Treasury expects the PPIFs to initially target commercial mortgaged back securities and residential mortgaged backed securities that received an AAA rating or an equivalent rating by at least two nationally recognized ratings organizations which are secured directly by the actual mortgage loans, leases and other assets. Nevertheless, each FM will control the asset selection, pricing, liquidation, trading and disposition of such assets. The PPIFs will be prohibited from purchasing legacy securities from (i) affiliates of its FM, (ii) 10%-or-larger private investors invested in the PPIF or (iii) any other FM or such FM’s affiliates. FMs will be permitted to charge a fixed management fee to Treasury and private investors based on a percentage of equity capital invested by such party. All fees and expenses paid by Treasury in connection with the PPIF will be paid out of the equity contributions made by Treasury to the PPIF.
Treasury plans to make its preliminary selections of FMs by May 1, 2009. Fund managers interested in participating in the Legacy Securities Program have until April 10, 2009 to submit an application to Treasury. Per Treasury, each candidate must (i) be able to raise at least $500 million of private equity capital, (ii) have experience and a track record investing in comparable assets, (iii) have $10 billion of comparable assets under management and (iv) demonstrate the capacity to manage the PPIF in accordance with guidelines established by Treasury.
The second component of the Legacy Securities Program deals with the expansion of TALF eligible assets to include certain non-agency commercial and residential mortgaged back securities that were originally AAA rated.

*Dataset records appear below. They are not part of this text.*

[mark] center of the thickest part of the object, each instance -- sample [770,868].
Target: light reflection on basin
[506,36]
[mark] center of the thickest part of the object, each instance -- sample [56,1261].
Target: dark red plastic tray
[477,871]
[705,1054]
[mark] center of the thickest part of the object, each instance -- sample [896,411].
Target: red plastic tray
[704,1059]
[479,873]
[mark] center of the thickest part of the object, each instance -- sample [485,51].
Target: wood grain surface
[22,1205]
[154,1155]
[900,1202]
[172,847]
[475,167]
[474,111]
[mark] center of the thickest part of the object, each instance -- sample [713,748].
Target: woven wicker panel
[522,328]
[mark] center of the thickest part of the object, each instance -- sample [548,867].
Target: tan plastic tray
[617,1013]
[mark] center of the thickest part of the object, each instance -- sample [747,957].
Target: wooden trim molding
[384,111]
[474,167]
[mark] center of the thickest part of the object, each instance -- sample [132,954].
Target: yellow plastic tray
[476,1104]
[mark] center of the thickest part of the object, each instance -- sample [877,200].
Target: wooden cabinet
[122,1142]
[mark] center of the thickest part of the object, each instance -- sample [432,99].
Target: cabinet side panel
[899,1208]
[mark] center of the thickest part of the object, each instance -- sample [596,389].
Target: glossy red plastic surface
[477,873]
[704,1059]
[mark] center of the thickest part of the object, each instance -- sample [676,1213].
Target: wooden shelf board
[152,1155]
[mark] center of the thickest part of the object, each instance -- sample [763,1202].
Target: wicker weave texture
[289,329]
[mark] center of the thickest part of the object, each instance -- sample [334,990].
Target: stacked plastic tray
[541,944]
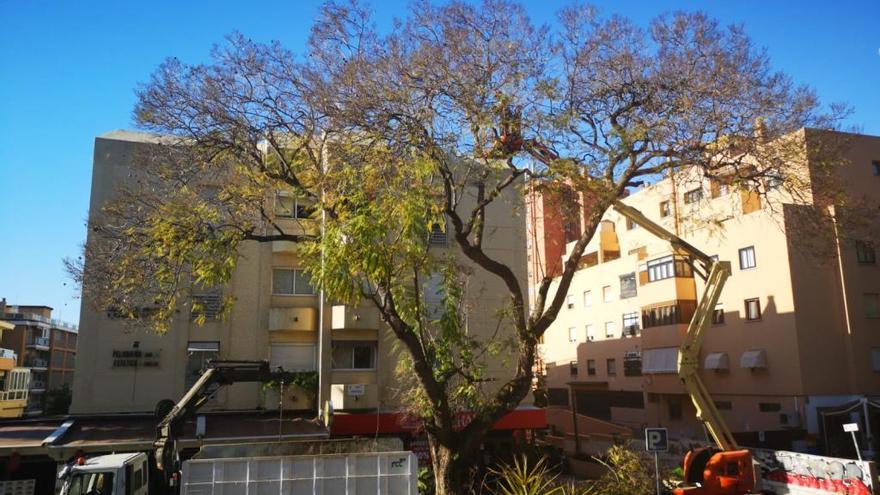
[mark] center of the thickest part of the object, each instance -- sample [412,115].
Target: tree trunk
[455,466]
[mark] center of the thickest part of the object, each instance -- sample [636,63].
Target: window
[630,323]
[611,366]
[668,267]
[206,305]
[292,357]
[693,195]
[872,305]
[292,207]
[718,314]
[287,282]
[198,356]
[354,355]
[438,236]
[747,258]
[753,309]
[865,252]
[628,285]
[588,298]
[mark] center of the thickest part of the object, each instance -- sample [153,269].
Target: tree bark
[455,465]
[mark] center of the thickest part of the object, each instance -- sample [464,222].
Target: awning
[203,347]
[523,418]
[661,360]
[717,361]
[755,359]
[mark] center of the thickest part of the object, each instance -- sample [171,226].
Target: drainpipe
[577,438]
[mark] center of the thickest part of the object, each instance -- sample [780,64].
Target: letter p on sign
[656,439]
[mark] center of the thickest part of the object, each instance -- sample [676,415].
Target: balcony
[301,319]
[41,343]
[354,396]
[36,363]
[7,359]
[350,317]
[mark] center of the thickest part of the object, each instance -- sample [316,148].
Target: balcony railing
[38,341]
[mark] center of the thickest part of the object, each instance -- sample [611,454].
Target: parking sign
[656,439]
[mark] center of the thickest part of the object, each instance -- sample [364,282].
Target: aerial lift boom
[728,470]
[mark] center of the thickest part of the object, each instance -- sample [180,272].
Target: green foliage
[58,400]
[426,481]
[525,478]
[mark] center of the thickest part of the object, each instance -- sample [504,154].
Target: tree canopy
[453,112]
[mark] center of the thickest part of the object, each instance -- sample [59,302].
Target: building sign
[796,473]
[135,358]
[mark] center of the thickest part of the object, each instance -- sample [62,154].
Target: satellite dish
[327,414]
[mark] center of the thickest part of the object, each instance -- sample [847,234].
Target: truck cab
[115,474]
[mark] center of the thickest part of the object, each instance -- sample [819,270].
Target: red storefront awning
[385,423]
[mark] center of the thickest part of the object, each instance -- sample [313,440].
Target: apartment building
[794,348]
[44,345]
[278,316]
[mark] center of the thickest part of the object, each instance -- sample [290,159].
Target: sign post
[853,428]
[656,441]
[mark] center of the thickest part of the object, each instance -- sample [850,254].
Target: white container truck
[383,473]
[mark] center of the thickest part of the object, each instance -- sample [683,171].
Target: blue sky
[68,72]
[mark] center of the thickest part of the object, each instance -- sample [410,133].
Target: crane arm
[715,274]
[217,373]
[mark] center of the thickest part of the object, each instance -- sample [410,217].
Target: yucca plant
[525,478]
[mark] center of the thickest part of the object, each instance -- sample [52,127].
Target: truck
[324,466]
[244,469]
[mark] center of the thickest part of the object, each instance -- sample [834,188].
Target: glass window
[354,355]
[198,356]
[591,367]
[630,323]
[294,207]
[865,252]
[872,305]
[693,195]
[287,281]
[747,258]
[753,309]
[628,287]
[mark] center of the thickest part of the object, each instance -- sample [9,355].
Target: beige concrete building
[795,339]
[44,345]
[278,316]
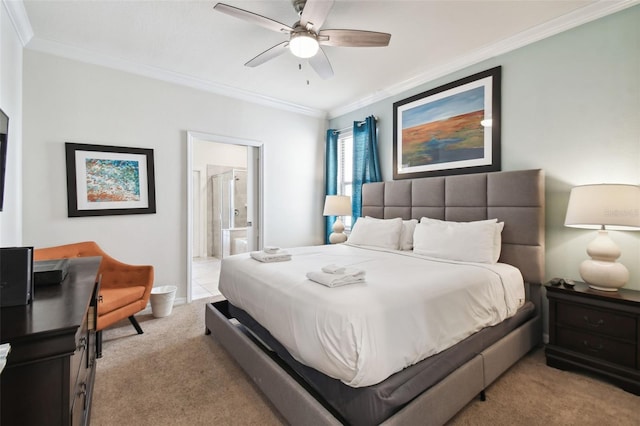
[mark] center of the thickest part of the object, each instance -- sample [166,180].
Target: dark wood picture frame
[452,129]
[109,180]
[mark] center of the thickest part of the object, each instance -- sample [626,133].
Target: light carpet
[175,375]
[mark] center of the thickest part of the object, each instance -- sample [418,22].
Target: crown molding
[87,56]
[563,23]
[18,17]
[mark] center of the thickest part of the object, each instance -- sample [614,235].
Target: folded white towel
[335,280]
[333,269]
[342,270]
[280,256]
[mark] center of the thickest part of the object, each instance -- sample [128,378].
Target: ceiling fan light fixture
[303,45]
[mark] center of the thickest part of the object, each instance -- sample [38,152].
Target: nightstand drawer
[600,321]
[597,346]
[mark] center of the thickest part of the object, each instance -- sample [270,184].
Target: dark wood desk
[50,371]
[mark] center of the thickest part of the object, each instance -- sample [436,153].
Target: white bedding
[409,308]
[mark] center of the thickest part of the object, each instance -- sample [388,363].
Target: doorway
[224,206]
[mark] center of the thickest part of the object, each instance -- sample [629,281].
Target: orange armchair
[124,289]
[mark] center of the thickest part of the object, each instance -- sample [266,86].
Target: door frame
[209,137]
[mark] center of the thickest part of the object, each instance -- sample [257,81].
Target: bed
[429,389]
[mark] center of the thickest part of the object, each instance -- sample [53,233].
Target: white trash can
[162,300]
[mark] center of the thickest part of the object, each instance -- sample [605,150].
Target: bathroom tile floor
[205,272]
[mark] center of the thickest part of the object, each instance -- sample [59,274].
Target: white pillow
[406,235]
[478,241]
[384,233]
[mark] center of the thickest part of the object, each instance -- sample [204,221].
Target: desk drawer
[597,346]
[598,321]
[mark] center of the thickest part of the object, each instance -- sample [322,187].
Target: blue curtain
[366,165]
[331,175]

TALF is currently governed by the New York Federal Reserve. Although the interest rates, minimum loan size and term of TALF loans for this program have not been established, Treasury has indicated that it is working with the New York Federal Reserve to modify the current structure of TALF loans so that TALF can accommodate this new class of eligible assets. Borrowers will need to meet certain criteria in order to be eligible for TALF funds, but this criteria has yet to be established. As stated earlier, all TALF loans will be structurally senior to any Treasury loans made under the Legacy Securities Program because of certain requirements of the New York Federal Reserve. Many additional questions regarding the expansion of the TALF program will hopefully be addressed when program specifics are disseminated by the New York Federal Reserve and Treasury.
Treasury plans to initially invest an aggregate of $75 to $100 billion of TARP funds between both the Legacy Loans Program and the Legacy Securities Program. This investment, together with the capital invested by private investors, will produce $500 billion in purchasing power with the ability to expand to $1 trillion over time to help improve the health of financial institutions and unlock the credit markets.